Everyone has a hunger for science fiction—astronauts, elementary school children and university students, girls and boys, women and men—people of every age, background, and occupation throughout the world.
But what is SF? Galaxy-spanning space opera? Alternate history? Elegantly reasoned philosophical fictions through which humans, or human stand-ins, such as aliens, explore the myriad possibilities that scientific thinking and technological creativity have wrought?
Science fiction is all of these and more.
Definitions of science fiction pop up like mushrooms after a rain. I prefer Isaac Asimov’s: “Science fiction can be defined as that branch of literature which deals with the reaction of human beings to changes in science and technology.” And I will add that SF is a literature that addresses the questions Gauguin set forth as the title of his famous painting, Where Do We Come From? What Are We? Where Are We Going?
I have been engaging students with science fictional thinking at Georgia Tech since 2010, when I was invited by Lisa Yaszek, Director of Undergraduate Studies in the School of Literature, Media, and Communication, a distinguished SF scholar and the driving force behind LMC’s science fiction program, to teach.
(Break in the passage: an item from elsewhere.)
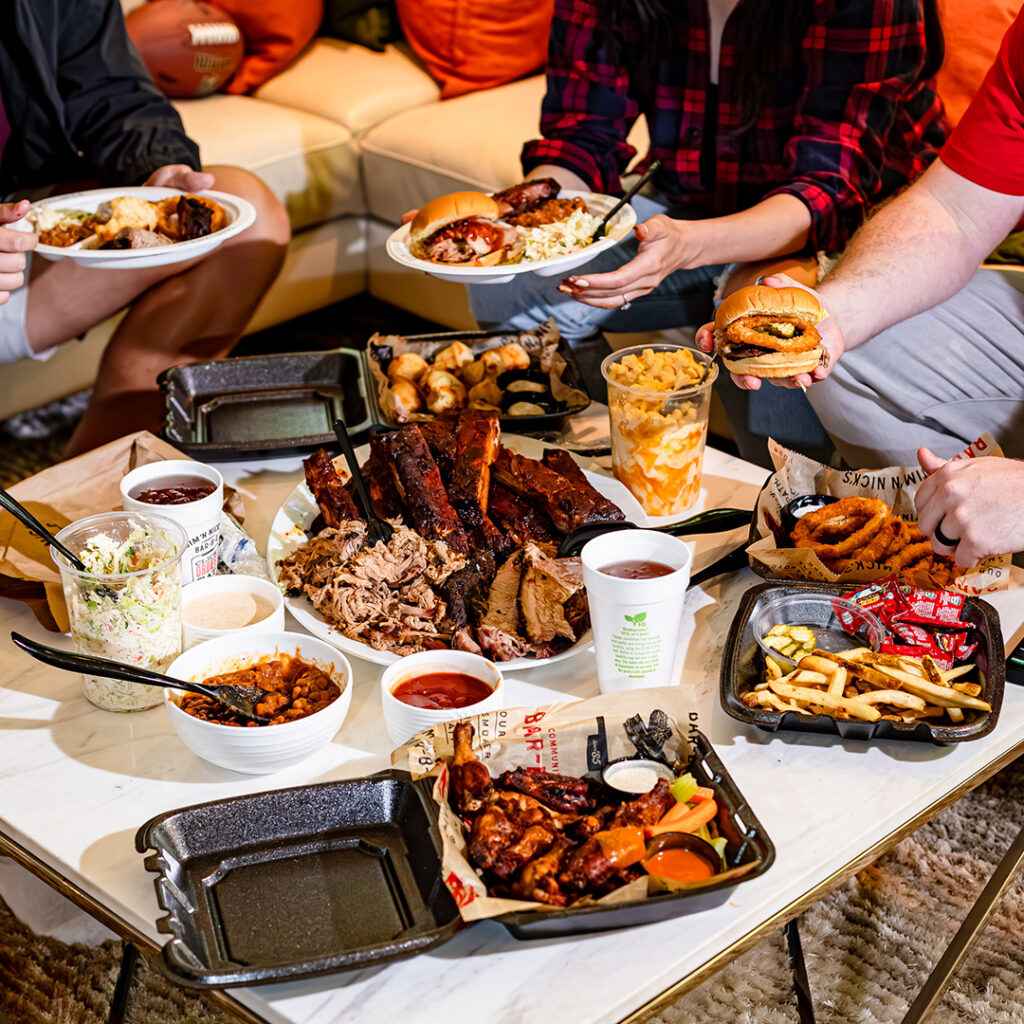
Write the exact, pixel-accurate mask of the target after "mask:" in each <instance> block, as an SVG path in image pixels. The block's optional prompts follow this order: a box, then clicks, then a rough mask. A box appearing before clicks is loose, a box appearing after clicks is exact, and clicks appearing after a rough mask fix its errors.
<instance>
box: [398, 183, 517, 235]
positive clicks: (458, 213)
mask: <svg viewBox="0 0 1024 1024" xmlns="http://www.w3.org/2000/svg"><path fill="white" fill-rule="evenodd" d="M500 212H501V208H500V207H499V206H498V204H497V203H496V202H495V201H494V200H493V199H492V198H490V197H489V196H487V195H486V194H485V193H471V191H462V193H450V194H449V195H447V196H438V197H437V199H435V200H431V201H430V202H429V203H427V204H426V205H425V206H423V207H421V208H420V209H419V211H417V214H416V216H415V217H414V218H413V223H412V224H410V227H409V245H410V249H413V250H415V249H416V248H417V246H418V245H419V244H420V243H421V242H424V241H425V240H426V239H428V238H429V237H430V236H431V234H433V233H434V231H436V230H437V229H438V228H439V227H443V226H444V225H445V224H447V223H451V222H452V221H453V220H461V219H462V218H463V217H483V218H485V219H486V220H497V219H498V215H499V213H500Z"/></svg>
The hunger for SF is especially strong in the students I instruct at Georgia Tech. Perhaps it is because they are, in no small measure, learning, creating, and living SF in the Aerospace Systems Design Lab, a renowned robotics lab, through weekly nanotech research talks, and by investigating the history of science and technology—not in isolation, but seen as arising from and concurrently driving culture. It is no wonder that they seek to learn how to read and analyze science fiction, to write science fiction, and to see the history of science and technology through a science fictional lens.
One would think that reading science fiction would be the easiest thing in the world for these students, but this is not necessarily so. Students are challenged by William Gibson’s Neuromancer on encountering multiple neologisms—“ice,” “simstim,” or, even, “cyberspace,” as first revealed by Gibson scrying, through the blur of rapid technological change, an entirely new world. Had they picked up this book in a store, they may have been as daunted as if faced with a page of Chaucer. Instead, learning to think through what “matrix” or “flip” might mean, given the context, opened to them one of the delights of written science fiction—learning a new language. In Joanna Russ’sThe Female Man, they encounter postmodern construction, biting social commentary, and a rainbow of feminist theory transformed into colliding worlds. Octavia Butler’sDawn poses ethical dilemmas about power that open discussions about postcolonialism. And innumerable short stories, each a pocket universe, immerse students in thinking about ecology (Frank Herbert’s “Seed Stock”), the hilarious possibilities of theoretical physics as an explanation for our frequent space-time confusion (Connie Willis’s “At the Rialto”), and a terroristic humanity-ending virus distributed by a biologist who wants to save Earth, envisioned by him as a woman, from further ravaging (James Tiptree, Jr.’s “The Last Flight of Dr. Ain”). To read science fiction of any age is to connect to the technological and social continuum in which it was written in specific, revealing detail, as my students did in the class “From the Earth to the Moon: The Sixties” when they read “There Will Come Soft Rains.” Ray Bradbury’s story shows, with stunning compactness and impact, the aftermath of the nuclear attack that everyone in the mid-fifties feared, and helped students understand the politics of the era.
There are depths in SF literature that are not always apparent in the media’s depiction of high-tech weapons, space heroines, and dystopian futures. Reading SF often requires a process of thoughtful analysis to get to the frisson of realization.
Writing science fiction is a fish of a different color. In my Creative Writing class, students may submit stories of any style, mode, or genre. However, when they write SF, the bar is high. Setting a story in a ready-made, media-spawned dystopian future may give a budding writer practice in writing dialogue, but the main task of the science fiction writer is to take advantage of the sheer creative breadth opened by thinking science fictionally, to be wholly original, to move the reader to an entirely new place. Giving a unique, imagined reality the depth of good fabulous literature requires research, the hard work of hammering out a first draft, and then creating, through the process of as many rewrites as it takes, a seamless work written in one’s own voice.
I encourage students to submit their stories to the Dell Magazines Award for Undergraduate Excellence in Writing Science Fiction and Fantasy contest, administrated by the editor of this magazine, Sheila Williams, and by Rick Wilber, SF author and Professor of Mass Communications and Creative Writing at the University of South Florida. One of my students was an honorable mention in the Dell Award contest, and another won a $1,000 prize in The Future Powered by Fiction contest.
So—what do we teach when we teach science fiction literature and writing?
We teach not just one new language, but as many as contained in the fiction we read.
We give students tools with which to speculate how our real or imagined technologies might change us. We give them infinite time, and infinite possibilities.
And we give them three vital questions with which to play: Where do we come from? What are we? Where are we going?
Then we look forward to their myriad replies.